(1.) This is an application under Article 226 of the Constitution by a person who was holding a post of a fitter and went on leave for two months. He rejoined at the end of the leave on May 21, 1954, and it appears that on May 23, 1954, he did not attend the Office on the ground that May 23, was a rest day for him. He did not subsequently resume his duties until May 28. On that date he produced a certificate from a railway doctor that he was fit to resume his duties, the certificate having been actually given by the doctor on May 27. A notice was then served upon him to show cause why because of certain conduct alleged to be misconduct, action should not be taken against him, the action mentioned being permanent reversion to the post of Basic Fitter in the grade of Rs. 35 -60 per month. The notice also called upon him to show cause why any lesser penalty should not be inflicted. The petitioner gave his explanation and it appears that subsequently respondent No. 1, who is the Divisional Mechanical Engineer, passed an order permanently reverting him to the post of Basic Fitter in the grade of Rs. 35 -60 per month. The petitioner appealed to the Divisional Transportation Superintendent, who passed an order, in the first instance, on October 28, 1955, asking the petitioner to resume his original, post with effect from November 1, 1955, and ultimately he confirmed this order on September 29, 1956. In the result, therefore, the petitioner was punished by being reduced to the post on a lower grade for the period from October 1, 1954, to October 31, 1955.

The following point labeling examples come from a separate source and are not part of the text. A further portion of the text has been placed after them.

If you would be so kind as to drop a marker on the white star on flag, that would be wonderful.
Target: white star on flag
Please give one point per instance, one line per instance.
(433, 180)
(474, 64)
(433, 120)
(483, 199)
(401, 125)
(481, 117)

(2.) THE petitioner has come to this Court under Article 226 of the Constitution, and it is urged on his behalf, in the first instance, that the notice which called upon him to show cause why he should not be reduced to a lower post or a lesser penalty should not be imposed upon him was vitiated because it was vague. Now, there is no substance in this contention because the only alleged vagueness consists in the fact that the petitioner Avas not told whether the order which the Foreman had passed calling upon him to explain his absence on May 23, 1954, was oral or was passed in writing. It seems to us that this is not really a complaint which could, be utilized to characterise the notice which was given as a vague one; nor can it be said that the notice was vitiated because of the absence of mention in the notice as to whether the order which the foreman gave was oral or was in writing.
(3.) IN our opinion, this contention has no substance either. Even if the first notice told the petitioner that he had to show cause why he should not be reduced to a lower post, that was a superfluity; but whether it was a superfluity or not, it does not render the second notice which specifically told the petitioner the action proposed to be taken against him a mere routine matter. In the result, therefore, the second notice which was given to the petitioner was a valid notice. Two notices were given to the petitioner and an opportunity was given to him first to show cause against the misconduct, and, in the second instance, to show cause against the punishment which, it was proposed, would be inflicted upon him.